Shoemaker's humanistic interests in his creative writing also showed in his campaign to have artists use local folklore as a resource for literature, poetry, art, and music. A prolific writer, he produced more than 100 books and pamphlets and hundreds of articles. In addition to his books of legends such as Susquehanna Legends, In the Seven Mountains, Penn's Grandest Cavern, Tales of the Bald Eagle Mountains, Allegheny Episodes, Juniata Memories, North Mountain Mementos, South Mountain Sketches, Black Forest Souvenirs, for which he is best known, he published more ethnographic field collections of songs and ballads (Mountain Minstrelsy of Pennsylvania, 1931), folk speech (Scotch-Irish and English Proverbs and Sayings of the West Branch Valley of Central Pennsylvania, 1927), and crafts (Early Potters of Clinton County, 1916). He also wrote some of the earliest accounts of hunting and animal lore, such as Pennsylvania Deer and Their Horns (1915), Pennsylvania Lion or Panther (1914), Wolf Days in Pennsylvania (1914), and Stories of Great Pennsylvania Hunters (1913).

== First state folklorist ==
In 1924, he cofounded the Pennsylvania Folklore Society with Bishop J.H. Darlington, and he was its president from 1930 until 1957. From 1924 to 1932, he published a series of monographs for the society. While he was minister to Bulgaria from 1930 to 1933, he took notice of Bulgaria's official efforts to preserve its folklore that he thought could be applied to the United States.
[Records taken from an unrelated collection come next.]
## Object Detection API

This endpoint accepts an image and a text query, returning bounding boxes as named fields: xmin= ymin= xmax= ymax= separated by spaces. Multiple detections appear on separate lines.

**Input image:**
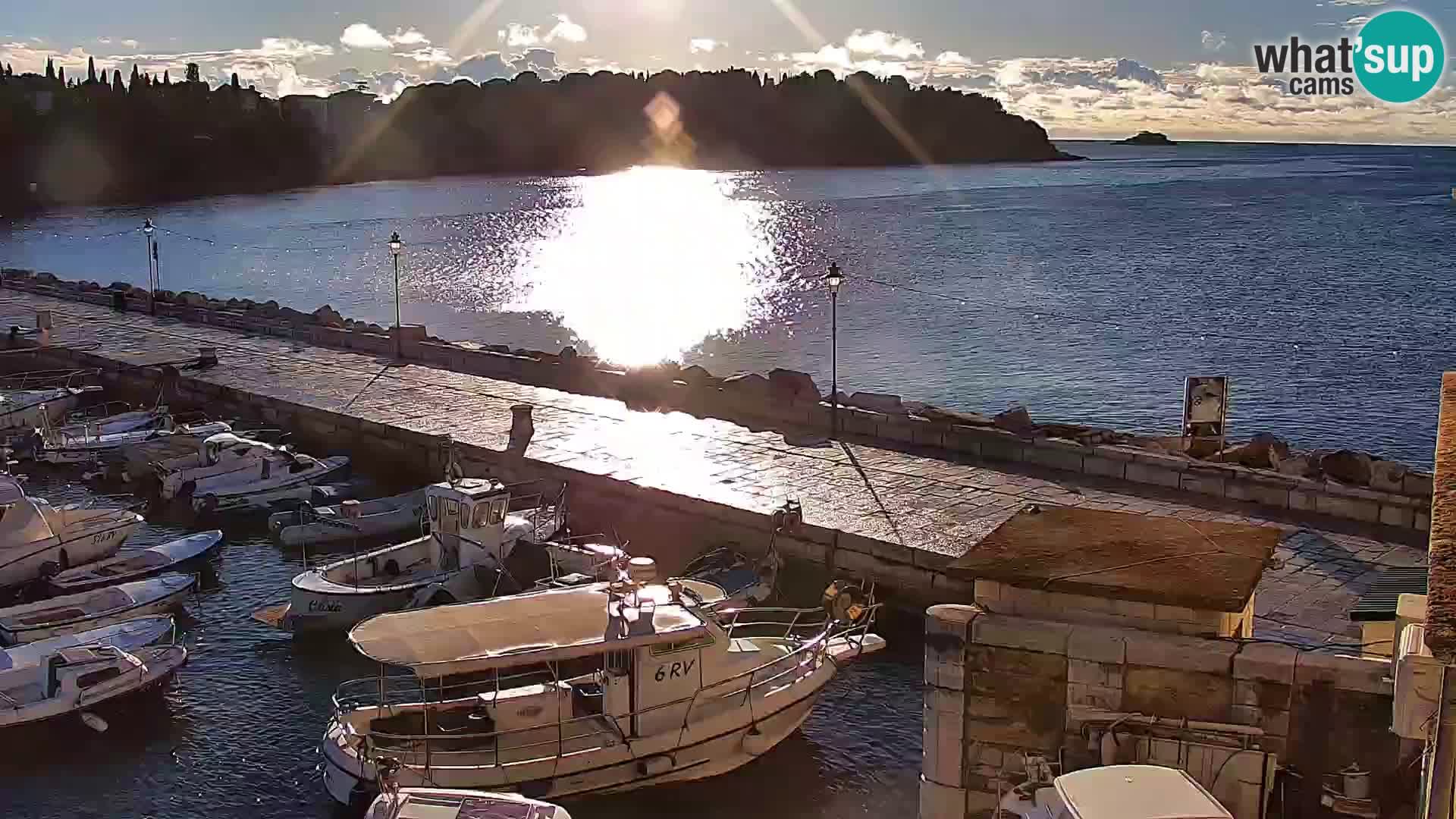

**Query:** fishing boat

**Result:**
xmin=0 ymin=615 xmax=176 ymax=670
xmin=0 ymin=475 xmax=144 ymax=586
xmin=0 ymin=645 xmax=187 ymax=730
xmin=268 ymin=490 xmax=425 ymax=547
xmin=322 ymin=558 xmax=885 ymax=805
xmin=253 ymin=478 xmax=585 ymax=631
xmin=364 ymin=789 xmax=571 ymax=819
xmin=0 ymin=573 xmax=196 ymax=645
xmin=46 ymin=529 xmax=223 ymax=595
xmin=31 ymin=416 xmax=231 ymax=463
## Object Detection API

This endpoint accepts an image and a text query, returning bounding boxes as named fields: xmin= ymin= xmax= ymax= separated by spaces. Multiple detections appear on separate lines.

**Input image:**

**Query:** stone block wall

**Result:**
xmin=920 ymin=605 xmax=1420 ymax=819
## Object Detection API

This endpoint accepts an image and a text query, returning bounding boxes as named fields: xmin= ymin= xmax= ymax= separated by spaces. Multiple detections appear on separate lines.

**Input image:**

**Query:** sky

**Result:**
xmin=0 ymin=0 xmax=1456 ymax=144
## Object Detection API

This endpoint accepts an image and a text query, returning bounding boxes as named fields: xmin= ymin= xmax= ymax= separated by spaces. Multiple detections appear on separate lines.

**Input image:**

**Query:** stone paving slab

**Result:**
xmin=0 ymin=290 xmax=1426 ymax=642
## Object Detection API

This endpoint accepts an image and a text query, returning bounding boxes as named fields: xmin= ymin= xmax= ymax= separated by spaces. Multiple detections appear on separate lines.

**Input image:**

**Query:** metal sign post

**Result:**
xmin=1182 ymin=376 xmax=1228 ymax=452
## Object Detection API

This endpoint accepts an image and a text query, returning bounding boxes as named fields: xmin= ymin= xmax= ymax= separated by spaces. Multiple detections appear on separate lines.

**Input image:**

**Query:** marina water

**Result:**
xmin=0 ymin=143 xmax=1456 ymax=465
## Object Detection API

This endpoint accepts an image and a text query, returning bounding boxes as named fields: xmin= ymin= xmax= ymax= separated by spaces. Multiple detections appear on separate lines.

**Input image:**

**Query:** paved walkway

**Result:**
xmin=0 ymin=290 xmax=1426 ymax=642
Upon his return to the United States, he began a daily column for the Altoona Tribune, which he had purchased in 1912, in which he covered regional folklore and history and called for cultural conservation efforts. He had an opportunity to develop his plans when he was appointed state archivist of Pennsylvania from 1937 to 1948 and director of the State Museum in Harrisburg from 1939 to 1940. In the posts, he called for the state to sponsor collection and preservation of folklore in addition to keeping the state's documentary record.

After the archives, museum, and historical commission merged to form the Pennsylvania Historical and Museum Commission following World War II, he oversaw the creation of the Division of Folklore in the commission in 1948 and took the position of the nation's first state folklorist. Over forty states now have comparable positions. In the post, Shoemaker sponsored publications, meetings, festivals, and exhibits, although he entered into bitter disputes with academic folklorists in Pennsylvania over his popularized presentations of folklore.

Shoemaker left the post in 1956, retiring to Restless Oaks. Shoemaker died shortly thereafter near his McElhattan home in 1958. Many of his papers are located in repositories at the Pennsylvania State University, State Archives of Pennsylvania, and Juniata College (where a Shoemaker Gallery is named after him).

==Personal life==
In 1907, Shoemaker was married to Beatrice Genevieve Barclay (1888–1974), a daughter of George Bartholf Barclay and Elizabeth Jane ( Shaffer) Barclay. Before their divorce, they were the parents of:

- Henry Francis Shoemaker II (1908–1974)

He married, secondly, to Mabelle Ruth Ord (1878–1967) of San Francisco on May 10, 1913. Mabelle was a daughter of Robert Brent Ord and Eliza ( Good) Ord and the niece of Gen. Edward Ord for whom Fort Ord in California is named. As a wedding present, his mother gave them a $250,000 house at 21 West 53rd Street in Manhattan that was previously owned by Florence C. Eno Graves and was designed by C. P. H. Gilbert.

Shoemaker died on July 14, 1958, in Williamsport, Pennsylvania, near his McElhattan home.